Emwazi can be seen in the videos showing the killings of Steven Sotloff and James Foley, the American journalists; Abdul-Rahman (Peter) Kassig, the U.S. aid worker; David Haines and Alan Henning, the British aid workers; Kenji Goto, a Japanese journalist, and other hostages released by the Islamic State as part of its chilling propaganda efforts.

Speaking outside Downing Street on Friday, British Prime Minister David Cameron called the strike an “act of self-defense,” adding it was the “right thing to do.”

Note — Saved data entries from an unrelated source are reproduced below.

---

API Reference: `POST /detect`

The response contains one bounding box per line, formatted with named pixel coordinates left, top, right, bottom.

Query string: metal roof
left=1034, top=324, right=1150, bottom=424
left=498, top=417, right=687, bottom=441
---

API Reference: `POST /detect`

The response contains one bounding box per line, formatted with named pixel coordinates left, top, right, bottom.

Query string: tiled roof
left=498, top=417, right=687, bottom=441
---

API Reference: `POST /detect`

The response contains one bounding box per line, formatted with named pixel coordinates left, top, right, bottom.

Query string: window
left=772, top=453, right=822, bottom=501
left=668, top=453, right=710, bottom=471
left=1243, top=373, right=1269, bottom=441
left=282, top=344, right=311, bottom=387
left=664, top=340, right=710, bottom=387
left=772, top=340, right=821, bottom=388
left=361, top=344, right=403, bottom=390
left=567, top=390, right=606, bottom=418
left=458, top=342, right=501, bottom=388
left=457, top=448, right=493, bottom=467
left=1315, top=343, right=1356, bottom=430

“We have been working with the United States literally around the clock to track him down,” Cameron said. “This was a combined effort, and the contribution of both our countries was essential. Emwazi is a barbaric murderer.”

Cameron added it was still uncertain whether Emwazi was killed, but said the strike “will demonstrate to those that would do Britain, our people and allies harm we have a long reach, we have unwavering determination and we never forget about our citizens.”

Emwazi is one of many Western-raised Muslims who joined the Islamic State, the group that now controls large parts of Syria and Iraq. As my colleague Adam Chandler reported in February:

While Emwazi was born in Kuwait, his middle-class background and academic success—he reportedly graduated from the University of Westminster with a degree in computer programming—position him within a seemingly counterintuitive frame for a foreign ISIS recruit. As Karen Tumulty notes on Twitter, “‘Jihadi John’ from an upscale family, as was Osama bin Laden. Both contradict thesis that radicalization about economic frustration.”


How Emwazi, 27, transitioned from a student in a Western capital to a force of malice in an Islamic terror group in the Middle East will be the subject of analysis and conjecture as Western governments continue to grapple with ISIS’s surprising ability to recruit on a global scale.